Our ancestors attributed to the gods the vicissitudes of the weather, and we attribute to the President the vicissitudes of the stock market.
Erring
Error is boundless.
Nor hope nor doubt,
Though both be groundless,
Will average out.
—Cunningham
In our zeal to justify our opinions we neglect to justify having them at all.
“How can you say that such-and-such is against X, when X is right there in its name?” This argument owes its extraordinary popularity to its utility as a trial balloon: people who swallow it will swallow anything.
When bemoaning all that you should know, but do not, spare a thought for all that you should not know, but do.
When I was young, I regarded argument as a path to truth, later as a harmless vice, and finally as a positive plague.
Fools come in two kinds: the Barren, whom nothing reminds of anything; and the Promiscuous, whom anything reminds of everything.

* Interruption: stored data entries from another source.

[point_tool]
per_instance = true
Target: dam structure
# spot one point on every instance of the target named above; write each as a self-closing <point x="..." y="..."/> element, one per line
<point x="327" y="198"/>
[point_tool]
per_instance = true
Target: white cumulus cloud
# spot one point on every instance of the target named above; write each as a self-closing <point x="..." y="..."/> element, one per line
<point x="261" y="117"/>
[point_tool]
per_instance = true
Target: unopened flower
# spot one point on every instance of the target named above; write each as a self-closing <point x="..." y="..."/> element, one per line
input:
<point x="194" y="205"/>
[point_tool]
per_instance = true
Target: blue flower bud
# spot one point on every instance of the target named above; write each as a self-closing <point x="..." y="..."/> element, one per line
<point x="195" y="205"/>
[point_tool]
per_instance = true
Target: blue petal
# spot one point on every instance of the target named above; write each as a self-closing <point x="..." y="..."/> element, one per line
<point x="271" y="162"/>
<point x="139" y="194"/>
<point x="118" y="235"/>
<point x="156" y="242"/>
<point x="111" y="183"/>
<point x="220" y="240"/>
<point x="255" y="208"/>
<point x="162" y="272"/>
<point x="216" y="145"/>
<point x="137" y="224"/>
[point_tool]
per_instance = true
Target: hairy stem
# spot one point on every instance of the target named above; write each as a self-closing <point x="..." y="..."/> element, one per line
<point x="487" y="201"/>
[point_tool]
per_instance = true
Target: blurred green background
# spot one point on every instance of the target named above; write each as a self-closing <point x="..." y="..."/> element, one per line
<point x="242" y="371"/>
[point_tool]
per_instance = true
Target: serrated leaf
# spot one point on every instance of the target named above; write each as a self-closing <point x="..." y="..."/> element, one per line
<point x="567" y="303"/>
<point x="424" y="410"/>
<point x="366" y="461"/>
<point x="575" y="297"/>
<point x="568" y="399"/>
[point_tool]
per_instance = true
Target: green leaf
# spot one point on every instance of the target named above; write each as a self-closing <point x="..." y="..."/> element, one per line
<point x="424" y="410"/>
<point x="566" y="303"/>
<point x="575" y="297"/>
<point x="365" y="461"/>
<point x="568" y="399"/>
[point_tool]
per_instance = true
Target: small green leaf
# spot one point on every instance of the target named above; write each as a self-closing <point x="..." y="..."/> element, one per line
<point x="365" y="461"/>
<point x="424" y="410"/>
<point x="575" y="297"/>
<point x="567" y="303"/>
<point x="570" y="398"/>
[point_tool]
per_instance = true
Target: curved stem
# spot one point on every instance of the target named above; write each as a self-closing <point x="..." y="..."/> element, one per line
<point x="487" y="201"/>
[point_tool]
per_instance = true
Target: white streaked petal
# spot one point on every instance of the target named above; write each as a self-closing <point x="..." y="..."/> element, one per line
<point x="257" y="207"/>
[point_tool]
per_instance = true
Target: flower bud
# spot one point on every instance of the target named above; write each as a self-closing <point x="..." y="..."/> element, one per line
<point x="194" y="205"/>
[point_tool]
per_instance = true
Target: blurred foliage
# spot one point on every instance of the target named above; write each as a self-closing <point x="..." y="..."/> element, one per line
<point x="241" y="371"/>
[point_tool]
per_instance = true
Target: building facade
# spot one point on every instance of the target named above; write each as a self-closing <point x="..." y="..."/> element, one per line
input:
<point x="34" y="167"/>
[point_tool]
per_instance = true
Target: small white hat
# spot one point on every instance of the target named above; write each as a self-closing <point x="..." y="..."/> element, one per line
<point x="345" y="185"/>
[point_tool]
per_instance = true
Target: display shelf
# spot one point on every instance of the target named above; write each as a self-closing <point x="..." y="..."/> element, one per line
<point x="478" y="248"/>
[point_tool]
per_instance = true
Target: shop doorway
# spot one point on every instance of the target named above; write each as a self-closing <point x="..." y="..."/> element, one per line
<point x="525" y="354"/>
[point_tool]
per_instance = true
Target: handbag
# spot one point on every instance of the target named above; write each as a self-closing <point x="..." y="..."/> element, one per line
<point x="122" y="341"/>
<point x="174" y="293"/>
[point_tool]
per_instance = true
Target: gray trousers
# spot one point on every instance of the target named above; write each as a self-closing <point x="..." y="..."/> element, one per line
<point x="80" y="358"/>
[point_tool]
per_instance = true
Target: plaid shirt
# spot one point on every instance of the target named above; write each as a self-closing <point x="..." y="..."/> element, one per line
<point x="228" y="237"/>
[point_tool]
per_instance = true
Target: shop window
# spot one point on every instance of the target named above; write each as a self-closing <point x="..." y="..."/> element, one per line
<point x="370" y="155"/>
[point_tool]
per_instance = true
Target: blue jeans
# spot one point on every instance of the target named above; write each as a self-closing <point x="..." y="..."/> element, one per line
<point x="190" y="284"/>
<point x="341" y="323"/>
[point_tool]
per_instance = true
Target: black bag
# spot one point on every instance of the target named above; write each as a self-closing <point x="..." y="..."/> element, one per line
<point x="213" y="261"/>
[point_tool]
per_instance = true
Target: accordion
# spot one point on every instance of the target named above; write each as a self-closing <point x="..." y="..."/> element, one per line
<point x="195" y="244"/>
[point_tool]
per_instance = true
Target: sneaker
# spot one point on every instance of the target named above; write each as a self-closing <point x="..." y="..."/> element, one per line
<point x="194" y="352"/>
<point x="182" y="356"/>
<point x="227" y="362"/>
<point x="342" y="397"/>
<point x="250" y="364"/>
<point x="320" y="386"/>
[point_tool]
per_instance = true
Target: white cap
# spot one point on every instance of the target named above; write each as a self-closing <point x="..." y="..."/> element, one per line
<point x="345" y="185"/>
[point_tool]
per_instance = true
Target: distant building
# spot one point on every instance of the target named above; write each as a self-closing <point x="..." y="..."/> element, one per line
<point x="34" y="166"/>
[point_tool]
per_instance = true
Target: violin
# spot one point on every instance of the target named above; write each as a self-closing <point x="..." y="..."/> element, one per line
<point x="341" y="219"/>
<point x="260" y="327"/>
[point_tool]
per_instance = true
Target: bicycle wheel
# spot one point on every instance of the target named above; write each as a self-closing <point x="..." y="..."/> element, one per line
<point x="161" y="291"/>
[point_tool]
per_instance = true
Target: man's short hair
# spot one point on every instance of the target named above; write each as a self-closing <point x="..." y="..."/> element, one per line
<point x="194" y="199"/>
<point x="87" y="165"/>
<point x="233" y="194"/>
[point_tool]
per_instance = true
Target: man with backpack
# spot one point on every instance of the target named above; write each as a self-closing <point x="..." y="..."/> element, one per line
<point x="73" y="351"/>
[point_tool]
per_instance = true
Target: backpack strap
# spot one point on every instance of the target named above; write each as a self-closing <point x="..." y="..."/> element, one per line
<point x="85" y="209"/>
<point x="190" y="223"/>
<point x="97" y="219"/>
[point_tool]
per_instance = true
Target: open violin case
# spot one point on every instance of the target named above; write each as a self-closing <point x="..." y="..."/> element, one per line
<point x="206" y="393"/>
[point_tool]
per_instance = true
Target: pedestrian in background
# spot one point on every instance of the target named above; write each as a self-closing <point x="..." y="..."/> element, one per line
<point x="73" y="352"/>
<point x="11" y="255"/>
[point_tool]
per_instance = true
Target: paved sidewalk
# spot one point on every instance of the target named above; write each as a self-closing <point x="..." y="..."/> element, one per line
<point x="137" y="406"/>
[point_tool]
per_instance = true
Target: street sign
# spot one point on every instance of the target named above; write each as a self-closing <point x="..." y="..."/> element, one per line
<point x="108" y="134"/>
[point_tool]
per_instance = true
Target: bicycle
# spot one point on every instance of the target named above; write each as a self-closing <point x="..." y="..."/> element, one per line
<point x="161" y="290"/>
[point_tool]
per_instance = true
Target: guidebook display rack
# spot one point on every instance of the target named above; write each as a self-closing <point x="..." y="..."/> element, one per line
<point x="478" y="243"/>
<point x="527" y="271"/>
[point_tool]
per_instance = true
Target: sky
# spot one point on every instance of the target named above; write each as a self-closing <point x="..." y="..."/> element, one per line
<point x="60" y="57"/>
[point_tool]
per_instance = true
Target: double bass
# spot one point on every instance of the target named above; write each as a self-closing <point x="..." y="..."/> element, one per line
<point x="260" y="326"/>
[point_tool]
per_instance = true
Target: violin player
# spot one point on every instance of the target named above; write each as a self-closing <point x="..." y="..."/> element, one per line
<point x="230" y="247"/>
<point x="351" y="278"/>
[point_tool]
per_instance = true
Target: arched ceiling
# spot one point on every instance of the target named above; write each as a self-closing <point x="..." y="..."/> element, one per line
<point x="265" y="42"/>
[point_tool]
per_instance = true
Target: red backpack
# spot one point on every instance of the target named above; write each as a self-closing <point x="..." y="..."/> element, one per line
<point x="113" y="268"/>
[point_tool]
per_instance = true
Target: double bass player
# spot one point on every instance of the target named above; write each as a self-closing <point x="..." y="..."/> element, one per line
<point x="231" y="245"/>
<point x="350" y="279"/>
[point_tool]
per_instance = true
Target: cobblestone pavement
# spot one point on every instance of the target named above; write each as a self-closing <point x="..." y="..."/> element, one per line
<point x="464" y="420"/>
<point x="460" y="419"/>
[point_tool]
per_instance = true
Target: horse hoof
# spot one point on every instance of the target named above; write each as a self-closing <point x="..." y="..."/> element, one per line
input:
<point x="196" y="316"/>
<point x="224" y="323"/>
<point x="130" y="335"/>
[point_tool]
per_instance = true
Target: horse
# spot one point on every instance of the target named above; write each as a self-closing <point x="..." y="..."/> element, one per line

It is strange, the way people will believe bizarre and byzantine theories about their rulers after years of being lied to by them continuously.
The illusion it affords of objectivity is conversion’s great appeal: the convert, though once a fanatic, has learned his lesson, and today’s belief is informed exclusively by a sober consideration of its merits.
We remember only the errors we pay for.
To treat such doctrines as pacifism and communism as errors is itself an error. One does not argue with pipe dreams, or refute impossibilities.